Exercise Away Stomach Fat
Three weeks of workout routine is not quite enough to boost massive fat loss. Fortunately, this is more than enough for you to get used to your new active lifestyle. Physical activity reduces stomach fat. Make it your daily routine and do exercise for at least an hour. The best exercise is that of moderate intensity. See how much calories you consume and how much calories you burn. If there is some deficit, you will lose weight. Performing active chores, pacing or simply fidgeting throughout the day is also helpful. Do not believe people who claim that abdominal-specific exercises like crunches melt stomach fat. All they do is they strengthen your abs. Ask for professional help and assistance. Let an expert make a workout plan for you. Work with weights every second or third day. And remember that developing muscles takes far longer than three weeks. Stay patient.

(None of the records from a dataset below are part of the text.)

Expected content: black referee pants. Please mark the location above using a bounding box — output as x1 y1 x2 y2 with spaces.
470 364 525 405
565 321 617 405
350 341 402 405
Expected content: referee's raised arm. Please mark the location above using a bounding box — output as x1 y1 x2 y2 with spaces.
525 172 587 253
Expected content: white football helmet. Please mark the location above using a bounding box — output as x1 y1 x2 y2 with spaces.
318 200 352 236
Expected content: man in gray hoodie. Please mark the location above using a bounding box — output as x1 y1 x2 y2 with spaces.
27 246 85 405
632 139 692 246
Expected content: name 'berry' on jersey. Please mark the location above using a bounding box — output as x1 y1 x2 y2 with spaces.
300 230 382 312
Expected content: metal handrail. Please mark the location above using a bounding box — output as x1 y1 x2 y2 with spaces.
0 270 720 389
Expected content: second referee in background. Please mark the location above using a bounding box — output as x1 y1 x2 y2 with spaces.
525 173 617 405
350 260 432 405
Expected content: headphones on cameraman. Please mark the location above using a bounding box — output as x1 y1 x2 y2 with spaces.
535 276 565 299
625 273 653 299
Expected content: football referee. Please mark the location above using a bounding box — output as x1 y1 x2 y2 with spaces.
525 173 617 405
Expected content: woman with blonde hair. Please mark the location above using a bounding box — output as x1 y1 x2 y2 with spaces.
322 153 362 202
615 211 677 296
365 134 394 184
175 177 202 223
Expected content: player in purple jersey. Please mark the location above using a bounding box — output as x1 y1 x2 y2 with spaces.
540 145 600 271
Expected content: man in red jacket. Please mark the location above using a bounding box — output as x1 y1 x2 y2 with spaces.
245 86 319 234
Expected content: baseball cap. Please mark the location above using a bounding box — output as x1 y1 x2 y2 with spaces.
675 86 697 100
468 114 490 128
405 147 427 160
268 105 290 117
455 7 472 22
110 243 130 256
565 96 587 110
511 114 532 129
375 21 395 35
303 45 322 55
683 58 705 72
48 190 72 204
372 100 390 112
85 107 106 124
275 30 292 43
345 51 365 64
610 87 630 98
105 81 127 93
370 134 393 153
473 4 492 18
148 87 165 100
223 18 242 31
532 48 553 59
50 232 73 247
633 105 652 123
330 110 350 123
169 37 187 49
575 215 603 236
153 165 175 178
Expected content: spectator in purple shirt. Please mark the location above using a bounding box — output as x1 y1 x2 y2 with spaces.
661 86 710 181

Get Enough Sleep and Avoid Stress
Your bedroom is the place where you spend one third of your life. Out of 24 hours we spend 8 hours in bed. This is why it is important to get enough sleep. Otherwise you will feel bad the next day. Studies have shown that people who sleep less than six hours per night tend to gain weight while those who get between 7 and 8 hours of sleep can easily lose visceral fat. If you feel you need to change your sleep habits, do it as soon as possible. The less you sleep, the more sugary and fatty foods you need – your body needs rest and energy and instead of sleep will ask for unhealthy foods.